До Вашего письма начал было здорово хандрить… а теперь – Бог с ними, пущай пишут и говорят – не в этом дело.
Одно вот меня мучает: слабо мое уменье, чувствую иногда себя самым круглым невеждой и неучем. Конечно, отчаиваться не стану, знаю, что если смотреть постоянно за собой, то хоть воробьиным шагом да можно двигаться. Согласен с Вами, Павел Петрович, что общий тон следовало бы держать сумеречнее, это было бы и поэтичнее, да, сознаюсь, с самого начала не сумел, хоть и желал, а при конце картины притереть какой-нибудь одной краской и не хотел и не умел, да и не люблю. За рисунок, я ждал, что Вы меня сильно выбраните – знание формы у меня очень и очень шатко.
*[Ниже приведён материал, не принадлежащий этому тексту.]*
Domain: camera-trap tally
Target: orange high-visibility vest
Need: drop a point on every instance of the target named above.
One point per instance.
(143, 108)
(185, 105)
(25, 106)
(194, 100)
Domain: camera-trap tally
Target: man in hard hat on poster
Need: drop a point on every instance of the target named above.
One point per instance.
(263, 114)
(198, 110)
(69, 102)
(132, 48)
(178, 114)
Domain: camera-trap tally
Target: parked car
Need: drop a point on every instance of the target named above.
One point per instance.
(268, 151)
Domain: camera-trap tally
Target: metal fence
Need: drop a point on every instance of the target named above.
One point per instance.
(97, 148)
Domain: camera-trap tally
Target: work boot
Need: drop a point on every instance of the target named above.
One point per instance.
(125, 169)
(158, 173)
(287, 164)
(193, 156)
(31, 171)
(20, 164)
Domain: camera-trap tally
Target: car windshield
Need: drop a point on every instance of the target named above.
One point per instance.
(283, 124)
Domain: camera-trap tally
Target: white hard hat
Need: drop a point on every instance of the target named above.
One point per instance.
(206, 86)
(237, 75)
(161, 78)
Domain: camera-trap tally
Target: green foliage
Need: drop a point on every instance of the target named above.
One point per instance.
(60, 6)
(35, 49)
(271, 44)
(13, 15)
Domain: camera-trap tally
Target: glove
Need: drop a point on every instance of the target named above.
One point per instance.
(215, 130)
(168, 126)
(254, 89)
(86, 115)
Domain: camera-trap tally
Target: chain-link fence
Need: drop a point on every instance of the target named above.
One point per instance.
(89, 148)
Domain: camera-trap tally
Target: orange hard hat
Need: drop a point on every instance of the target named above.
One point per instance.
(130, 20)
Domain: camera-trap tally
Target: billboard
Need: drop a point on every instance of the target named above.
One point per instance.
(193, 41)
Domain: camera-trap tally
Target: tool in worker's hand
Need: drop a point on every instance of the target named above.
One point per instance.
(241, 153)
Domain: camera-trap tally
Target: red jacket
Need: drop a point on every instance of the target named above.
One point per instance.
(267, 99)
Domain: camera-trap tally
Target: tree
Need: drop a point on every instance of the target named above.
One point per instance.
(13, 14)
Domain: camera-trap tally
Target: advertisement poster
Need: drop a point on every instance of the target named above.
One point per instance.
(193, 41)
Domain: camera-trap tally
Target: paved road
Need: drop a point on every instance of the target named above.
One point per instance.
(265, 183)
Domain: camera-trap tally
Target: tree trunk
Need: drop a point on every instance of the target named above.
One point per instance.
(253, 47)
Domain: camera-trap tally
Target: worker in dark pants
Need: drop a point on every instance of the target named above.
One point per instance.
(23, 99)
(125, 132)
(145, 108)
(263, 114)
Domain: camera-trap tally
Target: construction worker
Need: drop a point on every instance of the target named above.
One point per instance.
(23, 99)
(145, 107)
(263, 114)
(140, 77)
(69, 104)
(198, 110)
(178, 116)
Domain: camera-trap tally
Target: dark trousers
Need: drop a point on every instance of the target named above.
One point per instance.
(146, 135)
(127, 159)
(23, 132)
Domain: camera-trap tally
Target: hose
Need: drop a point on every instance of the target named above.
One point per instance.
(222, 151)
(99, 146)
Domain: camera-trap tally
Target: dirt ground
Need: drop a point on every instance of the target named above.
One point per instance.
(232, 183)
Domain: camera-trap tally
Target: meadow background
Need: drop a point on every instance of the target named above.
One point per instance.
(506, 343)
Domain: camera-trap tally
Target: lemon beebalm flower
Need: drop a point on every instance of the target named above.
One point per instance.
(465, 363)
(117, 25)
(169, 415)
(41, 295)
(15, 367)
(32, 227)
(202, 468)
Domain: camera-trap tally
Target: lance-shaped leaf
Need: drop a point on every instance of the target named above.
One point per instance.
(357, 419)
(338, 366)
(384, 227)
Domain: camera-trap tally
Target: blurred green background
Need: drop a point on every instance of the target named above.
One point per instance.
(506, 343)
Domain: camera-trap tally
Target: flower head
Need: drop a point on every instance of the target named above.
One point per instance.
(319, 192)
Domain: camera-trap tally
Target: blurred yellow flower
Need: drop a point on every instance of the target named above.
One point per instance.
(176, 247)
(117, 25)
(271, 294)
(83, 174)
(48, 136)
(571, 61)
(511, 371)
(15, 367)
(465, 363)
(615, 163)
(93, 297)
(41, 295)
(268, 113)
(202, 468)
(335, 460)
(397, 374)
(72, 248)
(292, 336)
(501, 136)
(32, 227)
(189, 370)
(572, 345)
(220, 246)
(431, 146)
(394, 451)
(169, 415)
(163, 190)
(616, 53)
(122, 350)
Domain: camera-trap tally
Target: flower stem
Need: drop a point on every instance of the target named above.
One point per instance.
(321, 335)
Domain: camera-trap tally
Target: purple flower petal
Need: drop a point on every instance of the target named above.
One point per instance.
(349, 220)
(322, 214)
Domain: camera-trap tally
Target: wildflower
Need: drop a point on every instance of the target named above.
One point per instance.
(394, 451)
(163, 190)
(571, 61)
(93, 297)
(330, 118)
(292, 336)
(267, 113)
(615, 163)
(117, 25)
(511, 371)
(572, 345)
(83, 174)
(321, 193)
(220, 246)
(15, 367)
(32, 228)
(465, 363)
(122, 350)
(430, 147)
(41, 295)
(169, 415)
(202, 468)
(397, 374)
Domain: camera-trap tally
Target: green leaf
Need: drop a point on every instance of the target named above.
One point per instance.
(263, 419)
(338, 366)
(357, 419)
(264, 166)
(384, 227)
Вот я о чем мечтаю, Павел Петрович, – Ваша теплая широкая душа, на все отзывчивая, подскажет Вам что-либо великое, радостное и воодушевляющее из русской истории, и Вы, уже не торгуясь, отдадите всего себя и свою жизнь до конца великому и святому художественному труду, и сила Божия будет с Вами!
Дела мои денежные сильно поправились. Третьяков купил «Поле битвы» за 5 т[ысяч], а Солдатенков – спасибо Вам – купил “Карты”[154] за 500 р[ублей] – торговали очень, но я рад, что картины обе пристроены в хорошие руки. Вашей семье поклон и желаю всего доброго…»[155]
Такие заключения художника были обоснованы. Картина «После побоища Игоря Святославича с половцами» вызвала много самых разных отзывов, в том числе критических.